There is a dominant theme among the publishing community right now – the need to diversify revenue.
It’s a hot topic at industry events this year, including the Digiday Publishing Summit I attended earlier this spring. There was palpable unease from many publishers after a year defined by platform changes drastically affected their revenue.
Instead of relying entirely on advertising revenue and the Facebook/Google duopoly, publishers are exploring revenue earned directly from their readers. Discussion around these potential revenue streams took many forms:
- Membership models
- Premium content
If publishers are to survive, diversification of revenue will be essential moving forward. With Little Things and Render Media both serving as stark reminders of the fate that awaits those who rely too heavily on platforms and digital advertising revenue, reader revenue is a particularly interesting answer.
It is clear that reader revenue could be impactful. It is considerably less clear how publishers can make the shift.
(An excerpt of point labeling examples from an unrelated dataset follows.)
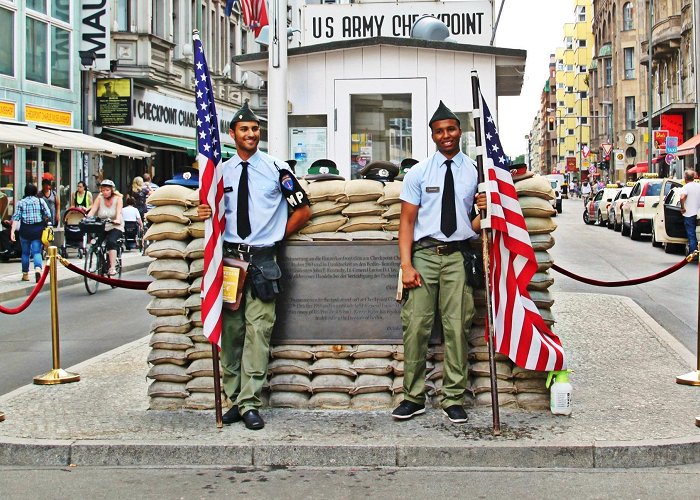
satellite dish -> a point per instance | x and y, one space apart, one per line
430 28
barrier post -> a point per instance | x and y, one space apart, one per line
57 375
693 378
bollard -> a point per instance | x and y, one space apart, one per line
57 375
693 378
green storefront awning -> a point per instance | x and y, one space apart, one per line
168 142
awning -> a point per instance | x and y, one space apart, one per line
25 136
107 147
166 142
688 147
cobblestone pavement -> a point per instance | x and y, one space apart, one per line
624 396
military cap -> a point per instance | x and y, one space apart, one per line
323 170
443 113
519 171
383 171
245 114
406 165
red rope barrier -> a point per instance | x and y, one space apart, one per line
129 284
30 298
635 281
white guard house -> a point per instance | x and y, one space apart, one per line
359 89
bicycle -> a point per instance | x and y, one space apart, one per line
96 258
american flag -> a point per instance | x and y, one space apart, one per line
254 13
211 192
520 332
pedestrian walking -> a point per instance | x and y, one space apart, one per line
437 208
31 216
690 204
258 191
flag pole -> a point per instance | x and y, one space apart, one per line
485 249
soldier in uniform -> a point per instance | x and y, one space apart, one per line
258 191
437 218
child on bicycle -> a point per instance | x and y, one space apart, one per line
109 206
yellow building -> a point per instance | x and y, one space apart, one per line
572 108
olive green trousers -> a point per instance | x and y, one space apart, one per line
443 289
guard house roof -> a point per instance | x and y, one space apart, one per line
510 63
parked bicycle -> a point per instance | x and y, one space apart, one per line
96 259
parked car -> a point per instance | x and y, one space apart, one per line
668 228
615 208
556 181
638 211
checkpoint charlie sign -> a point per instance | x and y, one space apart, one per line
468 22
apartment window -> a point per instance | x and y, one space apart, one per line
628 16
630 121
48 47
7 46
629 63
123 15
608 71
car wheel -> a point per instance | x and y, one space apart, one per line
634 230
654 242
600 220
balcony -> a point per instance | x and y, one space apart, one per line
666 37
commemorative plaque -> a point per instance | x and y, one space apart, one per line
339 293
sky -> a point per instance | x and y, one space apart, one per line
538 27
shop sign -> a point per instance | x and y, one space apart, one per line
49 116
113 101
8 110
468 22
156 113
95 27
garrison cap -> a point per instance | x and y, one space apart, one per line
245 114
323 170
443 113
383 171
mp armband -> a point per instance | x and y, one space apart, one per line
292 191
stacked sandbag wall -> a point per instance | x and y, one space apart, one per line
324 376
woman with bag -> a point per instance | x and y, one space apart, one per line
30 217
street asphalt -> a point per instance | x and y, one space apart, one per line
628 411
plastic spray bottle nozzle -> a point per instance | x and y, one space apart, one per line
559 376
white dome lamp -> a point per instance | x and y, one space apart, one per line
430 28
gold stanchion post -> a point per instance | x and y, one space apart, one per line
693 378
57 375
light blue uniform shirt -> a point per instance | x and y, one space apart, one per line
423 186
266 206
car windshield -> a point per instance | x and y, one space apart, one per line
653 189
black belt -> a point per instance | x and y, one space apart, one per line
439 247
246 252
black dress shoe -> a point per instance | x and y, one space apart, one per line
232 416
253 420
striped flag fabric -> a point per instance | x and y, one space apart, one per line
211 192
520 332
254 13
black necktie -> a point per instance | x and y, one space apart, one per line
243 218
448 219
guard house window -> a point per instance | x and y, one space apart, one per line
630 122
608 71
48 43
627 16
381 129
7 46
629 63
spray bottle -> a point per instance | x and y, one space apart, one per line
560 392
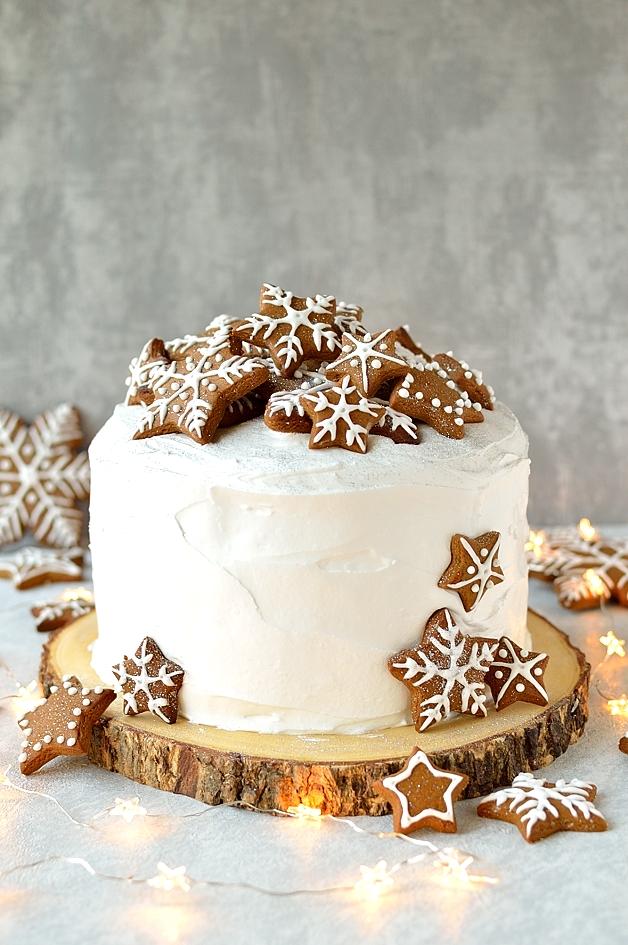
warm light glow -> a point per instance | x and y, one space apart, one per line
374 881
27 698
127 808
169 879
304 812
619 706
595 583
78 593
454 869
614 646
536 543
586 530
To help, we’ve put together three questions to ask yourself as you discuss reader revenue:
1. What type of reader revenue product would work best for me?
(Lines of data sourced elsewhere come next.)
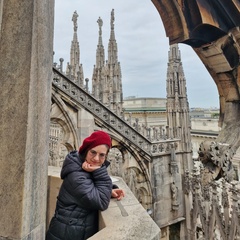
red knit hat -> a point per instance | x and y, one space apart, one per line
95 139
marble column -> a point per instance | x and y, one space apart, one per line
26 54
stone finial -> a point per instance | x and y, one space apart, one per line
112 18
74 19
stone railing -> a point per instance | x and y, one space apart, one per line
109 118
125 219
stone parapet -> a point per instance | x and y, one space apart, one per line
125 219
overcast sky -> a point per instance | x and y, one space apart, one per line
142 47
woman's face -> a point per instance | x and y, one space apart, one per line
97 155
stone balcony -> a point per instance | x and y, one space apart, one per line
125 219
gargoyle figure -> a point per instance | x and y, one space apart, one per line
216 161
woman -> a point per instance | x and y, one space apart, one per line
86 189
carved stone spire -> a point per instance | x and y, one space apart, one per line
107 77
97 77
177 102
74 68
114 72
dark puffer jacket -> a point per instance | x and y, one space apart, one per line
81 196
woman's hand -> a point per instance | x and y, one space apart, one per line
88 167
118 193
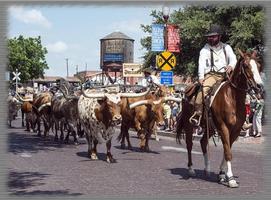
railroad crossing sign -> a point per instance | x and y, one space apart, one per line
17 78
166 77
166 61
16 75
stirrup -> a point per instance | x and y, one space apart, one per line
194 121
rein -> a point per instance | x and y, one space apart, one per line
234 85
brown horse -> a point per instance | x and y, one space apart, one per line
228 116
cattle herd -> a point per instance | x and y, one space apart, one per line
92 112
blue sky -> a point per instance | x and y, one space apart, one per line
74 31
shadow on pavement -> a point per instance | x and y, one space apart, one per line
20 182
135 149
21 142
183 172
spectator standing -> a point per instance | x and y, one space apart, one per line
167 113
257 116
247 125
174 113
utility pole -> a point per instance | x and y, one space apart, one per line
67 64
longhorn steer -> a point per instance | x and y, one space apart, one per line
142 118
12 108
42 109
65 110
98 114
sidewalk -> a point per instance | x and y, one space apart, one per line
241 138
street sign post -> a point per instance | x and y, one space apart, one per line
16 78
132 70
166 61
166 77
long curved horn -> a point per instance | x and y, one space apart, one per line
44 105
241 53
93 95
139 103
132 95
145 102
22 99
68 97
179 100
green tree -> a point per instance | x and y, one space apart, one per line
28 56
243 28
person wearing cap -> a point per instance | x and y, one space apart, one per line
149 78
216 58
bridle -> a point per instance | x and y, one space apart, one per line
250 86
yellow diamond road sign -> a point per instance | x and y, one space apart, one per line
166 61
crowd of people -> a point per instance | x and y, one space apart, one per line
217 59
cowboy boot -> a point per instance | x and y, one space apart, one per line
196 117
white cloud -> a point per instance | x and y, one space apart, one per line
132 26
29 16
57 47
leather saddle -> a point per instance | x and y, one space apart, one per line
191 90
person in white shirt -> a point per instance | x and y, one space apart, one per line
149 78
215 59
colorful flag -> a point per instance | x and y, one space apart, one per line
173 38
157 37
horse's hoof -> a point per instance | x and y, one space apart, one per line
221 177
207 173
93 156
122 146
191 172
146 149
233 184
110 159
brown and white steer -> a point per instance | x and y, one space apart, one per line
98 114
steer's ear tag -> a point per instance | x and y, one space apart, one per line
115 98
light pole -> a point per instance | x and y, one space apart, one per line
165 16
67 64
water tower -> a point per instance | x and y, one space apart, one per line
116 49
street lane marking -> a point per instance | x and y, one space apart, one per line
180 149
25 155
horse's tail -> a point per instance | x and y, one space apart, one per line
183 125
179 127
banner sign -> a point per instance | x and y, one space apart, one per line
113 57
132 70
166 77
166 61
173 38
157 43
114 46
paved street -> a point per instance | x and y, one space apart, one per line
38 166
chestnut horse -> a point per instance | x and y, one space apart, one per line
228 116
Let your brand and content guide you! Find what feels the most natural as an extension of what you’re already doing. Maybe a premium content offering is a better fit than a metered paywall.
2. How would I support this as an organization?
Make sure you have a team or person who is willing to take point on growing reader revenue. Managing and growing this new relationship with your readers might require new technology investments, the forming of new teams internally, and the creation of new positions.
3. How can I use my own data to fuel my reader revenue program?
The various ways individual readers engage with your content provides a wealth of data that can help you test, learn, and optimize the program. The key is to collect all of this rich data at the individual reader level, segment readers into audiences based on a combination of attributes, preferences, and behaviors, and then deliver relevant and engaging experiences across all touchpoints. For example, you might collect behavioral data such as activity frequency to identify your most loyal readers, and then target them with personalized messaging for premium content offers based on each of their content preferences.
As the year continues, we’ll see more and more publishers begin to focus on reader revenue. Take existing examples as inspiration, use the questions above, and make something great!